If you look at the detailed answers, some of the models have similar answers (e.g. Nemotron Nano 12B: "Suspicious of dungeon riddles, viewing the inscription as a potential trap or red herring."), but I'm not sure it's because they identified the word EXIT and thought it might be misleading, or because they didn't understand it...

Cool project! This is also extremely useful to compare model bias across the board. There are some disturbing trends on certain topics.
Love this. I asked about climate change cause that's been on my mind lately. Looks to be very split among the models.
great tool! I found it useful for challenging "lies my teacher told me".

It would be nice to support collections of claims, with a table of summaries. I would love to list out a few dozen phony concepts from school, and have a sharable chart of the rejections, that expand.

I really like the UI. It's nice to read the expanded results.

But how do you afford the tokens?

Great idea. I'd love for there to be an 'open ended answer' without giving multiple choice options. Like this they are not debating the question itself but the validity of the possible answers and the real answer to the question may not be contained within that set because the person asking is unaware of that option.
Hey just fyi the open question feature is now live. Also gave the UI a facelift. Any feedback welcome! Also got a custom domain for easy access: https://askroundtable.ai
Really cool! Surprising amount of value to seeing the models debate and disagree, I wish I had this at work to have models argue over whether the documentation they provided me are accurate.

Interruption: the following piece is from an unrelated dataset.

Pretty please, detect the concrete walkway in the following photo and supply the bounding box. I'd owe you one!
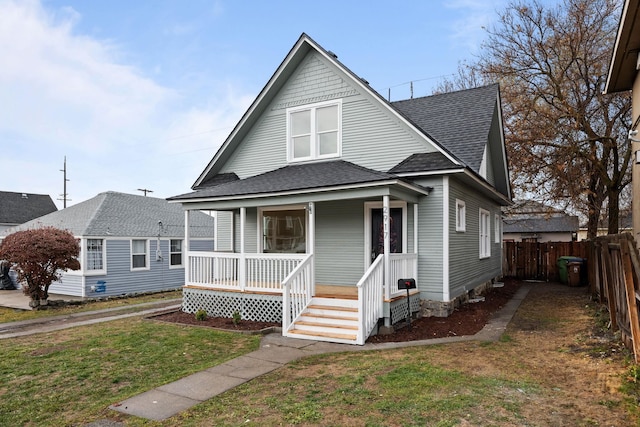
[110,285,531,425]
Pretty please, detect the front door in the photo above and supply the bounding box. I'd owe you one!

I would like to see a devils advocate - it seems some of the models kind of repeat the same ideas rather than considering incorrect ideas.

Been enjoying playing with this.

It would be cool if the human user could be a participant in the debate, getting a vote and the chance to state their reasoning.

It would be amazing to be able to ask open-ended questions without having to specify the answers in advance.
reminds me of karpathy's LLM Council, I use variation of this in my workflow where I pass their opinions back and forth to various models until they achieve some sort of consensus
I used to copy and paste the same prompt into Obsidian every time, then run it on two or three different AI models to compare the results. It’s really interesting to have it turned into a website like this.
I think Stackoverflow.com should have pivoted to something similar. Let AIs both pose, answer and vote on questions and answers.